NYO Collide: film, ballet and opera
Joe Hisaishi Howl's Moving Castle: Merry-go-Round + Cave of Mind
Wagner Tristan und Isolde: Prelude und Verklärung
Prokofiev Romeo and Juliet: excerpts
The National Youth Orchestra's Festival Hall concert (following on from the Bridgewater Hall in Manchester two days earlier) brought fascinating programming and the orchestra's characteristic cornucopia of talent.
But actually none of that drew me to London's Southbank: the appeal was actually the conductor, Alpesh Chauhan (OBE), whose Tchaikovsky recordings on Chandos have been so uniformly impressive. He did not disappoint, and neither did his players.
The posts on Classical Explorer are here (includes The Tempest and Francesca da Rimini) and here (includes Fatum, Hamlet, and Capriccio italicn)
Each piece was introduced by a member of the orchestra. After a highly choreographed walk-on (to Raye and Chaka Khan, apparently, balanced by Jacob Collier's Something Heavy as encore),the inspired idea of Japanese film music by Joe Hisaishi: the Symphonic Variation, "Merry-go-Round and Cave of Mind" from director Hayao Miyazaki's 2004 film, Howl's Moving Castle. Howl is a wizard, one of two main characters; the other, Sophie, falls in love with Howl, but appears for much of the film (under a spell) as an old woman. Shades of Zauberflöte?

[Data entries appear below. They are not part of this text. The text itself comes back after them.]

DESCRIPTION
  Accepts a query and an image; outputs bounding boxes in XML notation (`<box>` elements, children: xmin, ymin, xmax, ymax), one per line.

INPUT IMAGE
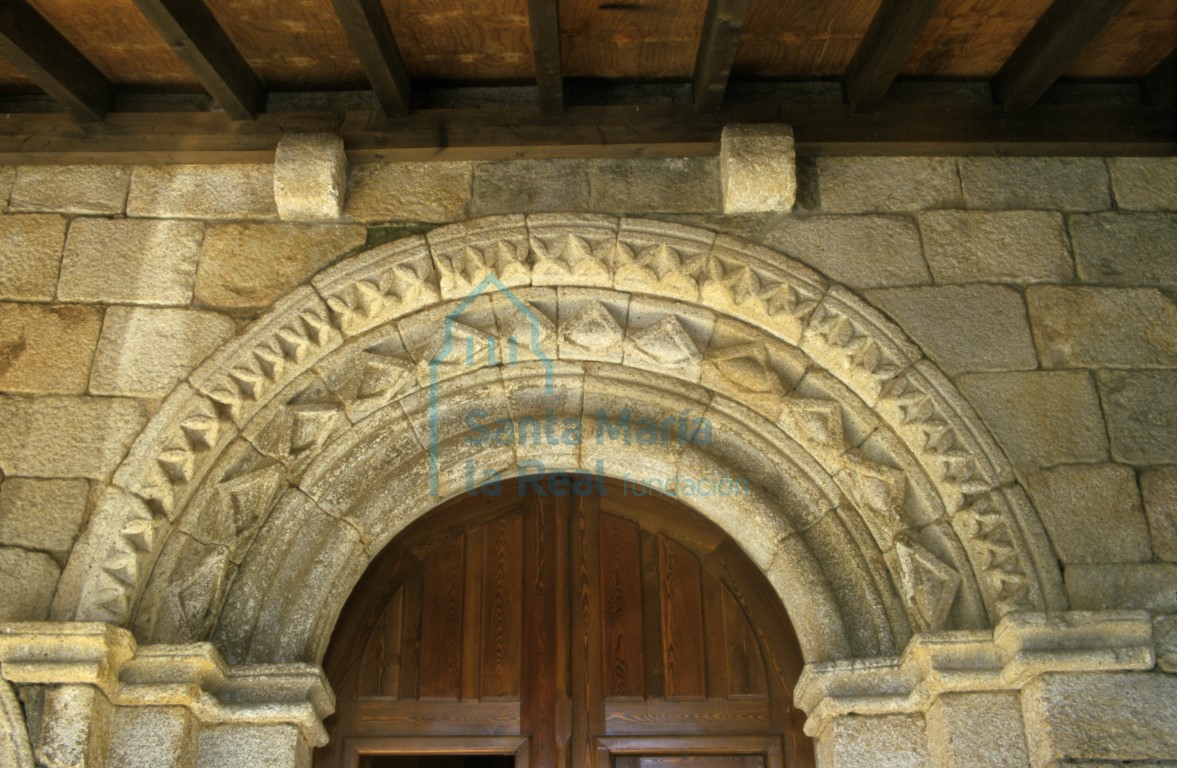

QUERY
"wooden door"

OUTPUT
<box><xmin>314</xmin><ymin>479</ymin><xmax>813</xmax><ymax>768</ymax></box>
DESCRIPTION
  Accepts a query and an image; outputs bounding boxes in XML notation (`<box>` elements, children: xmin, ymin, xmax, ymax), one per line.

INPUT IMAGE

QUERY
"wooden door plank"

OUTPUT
<box><xmin>993</xmin><ymin>0</ymin><xmax>1128</xmax><ymax>112</ymax></box>
<box><xmin>0</xmin><ymin>0</ymin><xmax>111</xmax><ymax>121</ymax></box>
<box><xmin>693</xmin><ymin>0</ymin><xmax>751</xmax><ymax>113</ymax></box>
<box><xmin>599</xmin><ymin>514</ymin><xmax>645</xmax><ymax>697</ymax></box>
<box><xmin>842</xmin><ymin>0</ymin><xmax>940</xmax><ymax>109</ymax></box>
<box><xmin>658</xmin><ymin>536</ymin><xmax>707</xmax><ymax>699</ymax></box>
<box><xmin>481</xmin><ymin>514</ymin><xmax>523</xmax><ymax>699</ymax></box>
<box><xmin>527</xmin><ymin>0</ymin><xmax>564</xmax><ymax>114</ymax></box>
<box><xmin>331</xmin><ymin>0</ymin><xmax>410</xmax><ymax>118</ymax></box>
<box><xmin>134</xmin><ymin>0</ymin><xmax>265</xmax><ymax>120</ymax></box>
<box><xmin>418</xmin><ymin>536</ymin><xmax>466</xmax><ymax>700</ymax></box>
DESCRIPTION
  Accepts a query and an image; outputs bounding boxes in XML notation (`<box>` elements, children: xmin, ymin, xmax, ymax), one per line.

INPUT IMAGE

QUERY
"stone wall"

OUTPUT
<box><xmin>0</xmin><ymin>151</ymin><xmax>1177</xmax><ymax>620</ymax></box>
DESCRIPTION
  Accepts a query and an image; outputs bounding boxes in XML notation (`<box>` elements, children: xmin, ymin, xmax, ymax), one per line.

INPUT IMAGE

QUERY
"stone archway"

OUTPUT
<box><xmin>55</xmin><ymin>215</ymin><xmax>1064</xmax><ymax>662</ymax></box>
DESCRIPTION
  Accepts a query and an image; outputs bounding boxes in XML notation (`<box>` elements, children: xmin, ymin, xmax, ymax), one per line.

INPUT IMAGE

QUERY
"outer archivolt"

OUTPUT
<box><xmin>55</xmin><ymin>215</ymin><xmax>1062</xmax><ymax>662</ymax></box>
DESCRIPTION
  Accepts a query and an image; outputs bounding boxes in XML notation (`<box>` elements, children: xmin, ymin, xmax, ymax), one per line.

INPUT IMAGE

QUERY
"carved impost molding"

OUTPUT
<box><xmin>793</xmin><ymin>610</ymin><xmax>1156</xmax><ymax>736</ymax></box>
<box><xmin>0</xmin><ymin>622</ymin><xmax>335</xmax><ymax>747</ymax></box>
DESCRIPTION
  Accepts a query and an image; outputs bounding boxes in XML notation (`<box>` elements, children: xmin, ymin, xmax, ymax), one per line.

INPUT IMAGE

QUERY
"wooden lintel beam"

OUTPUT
<box><xmin>0</xmin><ymin>0</ymin><xmax>111</xmax><ymax>121</ymax></box>
<box><xmin>331</xmin><ymin>0</ymin><xmax>410</xmax><ymax>118</ymax></box>
<box><xmin>842</xmin><ymin>0</ymin><xmax>940</xmax><ymax>109</ymax></box>
<box><xmin>134</xmin><ymin>0</ymin><xmax>264</xmax><ymax>120</ymax></box>
<box><xmin>1144</xmin><ymin>51</ymin><xmax>1177</xmax><ymax>108</ymax></box>
<box><xmin>993</xmin><ymin>0</ymin><xmax>1128</xmax><ymax>112</ymax></box>
<box><xmin>693</xmin><ymin>0</ymin><xmax>751</xmax><ymax>112</ymax></box>
<box><xmin>527</xmin><ymin>0</ymin><xmax>564</xmax><ymax>115</ymax></box>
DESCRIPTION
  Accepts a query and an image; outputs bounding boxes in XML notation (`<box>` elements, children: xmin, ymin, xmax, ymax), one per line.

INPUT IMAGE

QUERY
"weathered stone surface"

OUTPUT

Here's the trailer for the (animated) film:
The NYO's performance was appropriately bright and garish. The main impression, though, was the sheer discipline of the performance. The music takes in both dance and introspection (and a wonderful moment for piano solo, here by Jerry Liu). Some of this music does sound as if it should as if it should be scored for military band, admittedly, but there are also some real felicities of orchestration in here: and some fine trumpet work in this performance!.
Here's the RPO:
Wagner is a big ask for young people, but one the NYO has never shied away from. And a rather nice parallel: just as the Hisaishi takes music from the film's opening (the waltz, “The Merry-go-round of Life") and the end (the finale, "Cave of Mind"), so the Wagner makes beginning and end of his huge Tristan und Isolde: the Prelude and.... well, the end is given as "Liebestod" here, although it is better really described as the "Prelude and Verklärung" (Prelude and Transfiguration: remember, Isolde dies, 'verklärt," plus Wagner himself used the word "Liebestod" more as an idea, referencing the concept of "Love in Death"; see also the Norton Critical Score ,New York: W. W. Norton & Company, ed. Robert Bailey).
Rightly starting from silence, the music grew organically. If in the Hisaishi, we saw Chauhan's exact beat, here we saw how that is melded with expressivity, inspiring his players to a maturity well beyond their ages. Chauhan did keep the Prelude moving, that sense of movement defined not just by tempo, but also by linear awareness. String ascents were so together, and yet also beautifully directional. The opera's end had the most beautiful phrasing, brass perfectly balanced at the climax. Again, fairly brisk, but undeniably powerful.

A vast sequence of 16 movements from Prokofiev’s ballet Romeo and Juliet followed the interval, Chauhan's own selection follows the action beautifully.to give a real sense of narrative. The sighs of the opening Introduction (Allegro assai) were beautifully done by the NYO strings. Virtuosity was here in spades, too, while lightness suffused "Young Juliet" and "Public Merrymaking" (themes thrown lightly across the orchestra in the latter). The famous "Dance of the Knights" had real drive, not to mention perfectly-balanced brass.
This wonderful tale held some beautiful moments, too: there is a brilliant principal trumpet here in Chrisopher Gibson, while solo strings were exceptional in Prokofiev’s gossamer strands. Occasionally high strings felt harsh up top (but in fairness, I was placed in the stalls overhang, which blunts the sound, shaving off harmonics mercilessly).
A colour-shifting organ helped the dramatic story-telling (blood red tells its own story immediately), but the drama was all in the orchestra, the "hammer-blows" of Thibalt's death visceral, while at other times menace creepily lay in the shadows. The colours were a nice touch, but it was Chauhan's direction and the excellence of the NYO that mattered, the final intense string writing, a lost cousin to the final movement of Tchaikovsky's "Pathétique" symphony, crowning the concert.
As to Alpesh Chauhan, his own movements are never superfluous: they are for the musicians, they are for the music. The members of the NYO could not ask for a better role model, and the results spoke for themselves. A fine evening.